Nel frattempo Nestor fa carriera e l’eco delle sue imprese valica le Alpi. Lo prende la Juventus di Heriberto Herrera. Non saranno bei tempi però perché il suo temperamento lo porta rapidamente in rotta di collisione con i rigidi precetti del “colonnello” bianconero. La proverbiale durezza del paraguayano non gli lascia scampo: le sue intemperanze lo bollano agli occhi della società come un giocatore scomodo e ingestibile. Herrera lo parcheggia in panchina e la stagione successiva lo spedisce a Varese. Ma anche lì Nestor fatica a legare con i compagni e le ombre lunghe di una nomea poco esemplare finiscono addirittura per metterlo fuori rosa. Ci penserà il “Paron” a ridargli morale e convinzione. Rocco lo chiama infatti a Torino e Nestor tornerà immediatamente protagonista. Saranno tre stagioni intense e vibranti, magnifiche e tragiche. Poi, esaurita la fiamma, la sua carriera prende un binario morto. Quando ormai si è convinto di fare le valigie per tornare in Francia è ancora il “Paron” a cercarlo. Nereo lo vuole a Milano per difendere al meglio l’onore rossonero in campo internazionale. Nestor diventa quindi un riferimento offensivo dello schieramento milanista, dove va spesso a fare compagnia a Rivera, Sormani e Prati. C’è un campionato difficile da portare a casa, ma, soprattutto, c’è da andare a vincere la coppa più importante, quella Intercontinentale. C’è da affrontare il ruvido Estudiantes de La Plata. Nestor intuisce che quelle due partite saranno dure quanto e più di una battaglia, ma non si tira certo indietro.

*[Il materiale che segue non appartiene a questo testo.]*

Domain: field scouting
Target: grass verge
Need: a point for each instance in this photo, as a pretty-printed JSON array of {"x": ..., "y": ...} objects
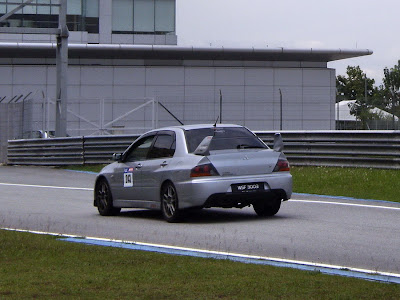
[
  {"x": 36, "y": 266},
  {"x": 362, "y": 183}
]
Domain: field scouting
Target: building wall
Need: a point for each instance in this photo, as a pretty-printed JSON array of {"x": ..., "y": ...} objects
[
  {"x": 190, "y": 90},
  {"x": 105, "y": 27}
]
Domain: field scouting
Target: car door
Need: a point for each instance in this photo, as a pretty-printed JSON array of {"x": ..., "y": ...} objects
[
  {"x": 157, "y": 165},
  {"x": 128, "y": 174}
]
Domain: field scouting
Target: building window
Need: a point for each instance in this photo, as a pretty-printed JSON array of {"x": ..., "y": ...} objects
[
  {"x": 143, "y": 16},
  {"x": 82, "y": 15}
]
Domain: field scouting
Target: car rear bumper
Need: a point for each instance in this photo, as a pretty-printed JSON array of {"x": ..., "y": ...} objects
[{"x": 217, "y": 191}]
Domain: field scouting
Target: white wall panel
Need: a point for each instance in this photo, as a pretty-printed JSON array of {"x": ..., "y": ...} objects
[
  {"x": 96, "y": 91},
  {"x": 229, "y": 76},
  {"x": 129, "y": 75},
  {"x": 6, "y": 75},
  {"x": 316, "y": 77},
  {"x": 128, "y": 91},
  {"x": 165, "y": 76},
  {"x": 97, "y": 75},
  {"x": 288, "y": 77},
  {"x": 29, "y": 75},
  {"x": 256, "y": 76},
  {"x": 199, "y": 76}
]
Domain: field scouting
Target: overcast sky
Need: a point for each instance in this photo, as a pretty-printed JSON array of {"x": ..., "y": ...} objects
[{"x": 322, "y": 24}]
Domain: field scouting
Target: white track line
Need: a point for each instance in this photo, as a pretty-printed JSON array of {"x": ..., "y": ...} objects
[
  {"x": 45, "y": 186},
  {"x": 227, "y": 254},
  {"x": 346, "y": 204}
]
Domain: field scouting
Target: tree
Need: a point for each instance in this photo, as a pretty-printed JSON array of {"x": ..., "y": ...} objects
[
  {"x": 357, "y": 86},
  {"x": 390, "y": 90}
]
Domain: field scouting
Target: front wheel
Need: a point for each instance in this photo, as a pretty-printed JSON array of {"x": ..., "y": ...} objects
[
  {"x": 265, "y": 208},
  {"x": 169, "y": 203},
  {"x": 104, "y": 199}
]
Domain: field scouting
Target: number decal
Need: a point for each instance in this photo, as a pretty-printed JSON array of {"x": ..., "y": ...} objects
[{"x": 128, "y": 177}]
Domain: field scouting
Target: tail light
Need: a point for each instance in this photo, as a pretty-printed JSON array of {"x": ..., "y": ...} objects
[
  {"x": 282, "y": 165},
  {"x": 203, "y": 170}
]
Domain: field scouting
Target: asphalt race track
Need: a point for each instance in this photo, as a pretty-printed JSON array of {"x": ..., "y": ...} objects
[{"x": 327, "y": 230}]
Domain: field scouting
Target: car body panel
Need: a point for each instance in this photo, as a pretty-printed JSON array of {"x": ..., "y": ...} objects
[{"x": 138, "y": 183}]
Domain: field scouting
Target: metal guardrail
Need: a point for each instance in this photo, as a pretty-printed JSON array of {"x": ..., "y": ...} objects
[{"x": 371, "y": 149}]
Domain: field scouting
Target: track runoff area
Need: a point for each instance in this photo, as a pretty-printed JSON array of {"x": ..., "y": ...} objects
[{"x": 249, "y": 259}]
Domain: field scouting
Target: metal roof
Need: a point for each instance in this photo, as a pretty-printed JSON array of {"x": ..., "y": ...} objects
[{"x": 122, "y": 51}]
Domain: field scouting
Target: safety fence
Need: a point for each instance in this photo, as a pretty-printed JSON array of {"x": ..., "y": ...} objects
[{"x": 371, "y": 149}]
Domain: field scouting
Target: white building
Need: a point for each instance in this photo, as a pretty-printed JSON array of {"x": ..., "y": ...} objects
[{"x": 124, "y": 53}]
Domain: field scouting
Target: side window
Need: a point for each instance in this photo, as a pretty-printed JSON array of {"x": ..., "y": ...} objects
[
  {"x": 164, "y": 146},
  {"x": 140, "y": 149}
]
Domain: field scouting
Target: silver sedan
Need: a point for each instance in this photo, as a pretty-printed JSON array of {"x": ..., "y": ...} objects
[{"x": 196, "y": 166}]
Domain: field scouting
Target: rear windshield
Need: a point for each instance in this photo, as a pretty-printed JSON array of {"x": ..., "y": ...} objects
[{"x": 223, "y": 138}]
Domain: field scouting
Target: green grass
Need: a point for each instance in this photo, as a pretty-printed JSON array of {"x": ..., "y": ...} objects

Quella maledetta magica notte di Baires

Il 22 ottobre del 1969 Buenos Aires attende la finale di ritorno della Coppa Intercontinentale. All’andata i rossoneri avevano dominato vincendo tre a zero, un punteggio rotondo maturato grazie anche ad un suo gol. Il ritorno alla Bombonera fu invece una sanguinosa resa dei conti, una caccia all’uomo condotta con intimidazione e cinica spregiudicatezza grazie anche all’irresponsabile complicità dell’arbitro cileno Domingo Massaro. Il presunto disertore Combin venne così inseguito e maltrattato in ogni angolo del rettangolo verde: prima un fallo plateale da dietro, poi tre violenti sgambetti, quindi una gomitata, un calcio, una spallata, una spinta, fino a quando il temibile picchiatore Aguirre Suarez, a metà del secondo tempo, a gioco fermo, gli rifila un gancio degno di Cassius Clay mandandolo al tappeto e completando poi a freddo il trattamento con una ginocchiata in pieno viso. Combin cade a terra tramortito in un lago di sangue. Gli ci vorranno diversi minuti per riprendersi e resistere stoicamente sino alla fine della partita per festeggiare, nonostante la sconfitta di misura, l’agognata conquista del trofeo. Ma non appena raggiunge gli spogliatoi Nestor trova la polizia ad attenderlo per arrestarlo e tradurlo in carcere con l’accusa di diserzione. Ci vorrà una notte intera e la determinazione assai poco diplomatica del “Paron” per sbloccare la situazione e farlo rilasciare.

Un cuore granata

Di tutte le partite italiane de “La Foudre” a passare alla storia, però, è un match di qualche anno prima. E’ un incontro diverso da tutti gli altri. E’ un triste e solenne saluto. E’ quello che segue la tragica scomparsa dell’amico Gigi Meroni. Quella domenica il Torino affronta la Juventus al Comunale. Per tutti non è un derby come gli altri. Ma Nestor non sta bene. Il giorno della partita si sveglia in un mare di sudore. Ha quasi trentanove di febbre. Arrivano i medici. Impossibile schierarlo, questo il verdetto. Ma l’Indio non ascolta nessuno. Lui ha deciso che quella domenica sarebbe sceso in campo a qualsiasi costo, nonostante tutto e tutti, nonostante la cattiva sorte, il termometro di mercurio e le diagnosi. Alla fine farà proprio così, Combin entrerà in campo guardando la volta del cielo. Grazie anche alla sua storica tripletta il derby finirà 4 a 0 per i granata e Nestor entrerà per sempre nei cuori dei tifosi granata.